For Lewis, the singing brings back joyful memories of singing and dancing with her mum. It's what she needs to relax and lift her spirits in the dreary routine of her hospital stay.
But the music is much more than a mood enhancer.
It is providing neurorehabilitation for Lewis, who is experiencing numbness that has limited the mobility in her arms.
Her music treatment includes playing various drums and noise makers to maintain the rhythm set by the music therapist. Keeping up the tempo forces her to use the injured arm.
As Buchanan explains to Lewis, rhythmic exercise "gets your brain starting to be engaged about the function you are about to be doing."
Music and cognitive impairments
In the last 10 years, Thaut has expanded his research interests to explain how music can help patients slow down the progress of cognitive impairments in patients with dementia and Alzheimer's disease.
While it is well known that musical memories and their associated biographical information is preserved longer than all other types of memory, nobody could explain why that happened, according to Thaut.
In a new study yet to be published, Thaut's research team at St. Michael's Hospital took brain scans of cognitively-impaired patients after they listened to music they were familiar with and after they listened to music that was new to them.
The brain scans revealed the long-term music memory activates a large part of the brain, including areas not affected by cognitive impairment. That means there are lots of reserve or backup regions in the brain where that memory can be accessed.

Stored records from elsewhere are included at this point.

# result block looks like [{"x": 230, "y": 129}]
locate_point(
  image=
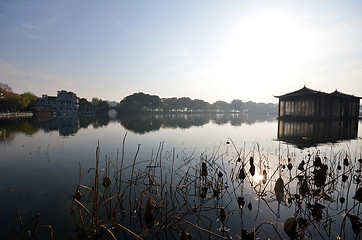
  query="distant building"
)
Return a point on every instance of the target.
[
  {"x": 310, "y": 104},
  {"x": 64, "y": 104}
]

On the other hand, the short-term music memory only shows up in a network with only three or four regions in the brain.
"That network will probably not survive. It may be gone 60 minutes after they leave the brain scan. The traces are not that distributed," said Thaut.
In another part of the study, the patients listen to a playlist made up of their musical memories which they are required to listen for an hour each day for a month.
At the end of the month when their brains are scanned, Thaut said, it shows better connectivity between brain regions. That means "we can maintain longer levels of functioning, but we cannot reverse the progression of the disease at this point."
Applying this research to treat traumatic brain injury with music is more challenging.
"The impact of the injury is very broadly distributed over the whole brain. So that means people with traumatic brain injury have multiple issues to deal with," said Thaut.
While music can help with mobility, unlocking the music solution to other areas of the brain affected requires a lot more research.